PHB says "When you take the Attack action with a ranged/melee weapon, you may move before and after the attack, provided the total distance moved does not exceed your speed."

This is something that made sense in 3E, where the Attack action - a standard action - incorporated attack and movement. But in 3.5, where the Attack action - a standard action - only includes an attack normally, the feat was saying "Your standard action now grants movement up to your speed", which meant you still had a move action left over.

SE PHB says "When you take the Attack action with a ranged/melee weapon, you may split your move action before and after the attack...", which means you're required to spend both a move and a standard action to use the feat.

This has never appeared in an errata document; they just changed it for the SE printing.

-Hyp.
 


mvincent

Explorer
Hypersmurf said:
This has never appeared in an errata document; they just changed it for the SE printing.
I don't know if I would call that a rule change so much as a clarification.

But yes, the text was changed, and it seems like the sort of thing that should've also appeared in the errata. We could call it "stealth errata", but that seems to imply that WotC did it on purpose. I think it's more likely that they've simply been neglecting the errata.
 

Hypersmurf

Moderatarrrrh...
mvincent said:
I don't know if I would call that a rule change so much as a clarification.

Well, the effect is that of a rule change - the number of actions it costs to Spring Attack by the 3.5 rules changed when they changed the text.

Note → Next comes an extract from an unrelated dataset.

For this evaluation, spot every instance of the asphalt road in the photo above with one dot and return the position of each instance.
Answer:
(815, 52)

If it was how they intended it all along, the original wording wasn't just unclear, it was incorrect.

-Hyp.
 

mvincent

Explorer
Hypersmurf said:
If it was how they intended it all along, the original wording wasn't just unclear, it was incorrect.
Interestingly, all groups I've played with interpreted the original text that way, so it seems like it was subject to some interpretation.
 

Hypersmurf

Moderatarrrrh...
mvincent said:
Interestingly, all groups I've played with interpreted the original text that way, so it seems like it was subject to some interpretation.

It's the way it worked in 3E, and it was easy to miss that while the wording of the feat apparently hadn't altered its meaning (move before and after when you take the Attack action), the definition of a standard action had changed, creating a follow-on effect.

It was an easy misinterpretation to make, and a good deal of why it was easy was, I suspect, because it was an unintentional change from 3E. The writers didn't mean for the movement to become part of the standard action after they'd just divorced movement from all other standard actions in 3.5... but it did.

I don't agree that "You have to use a move action as well as a standard action" is a valid reading of the wording from the 3.5 original printing, but from the beginning I believed it was what they had probably meant to say, and I ruled accordingly in my own game; once the SE PHB changed the wording, the actual rule came in line with what I was doing already.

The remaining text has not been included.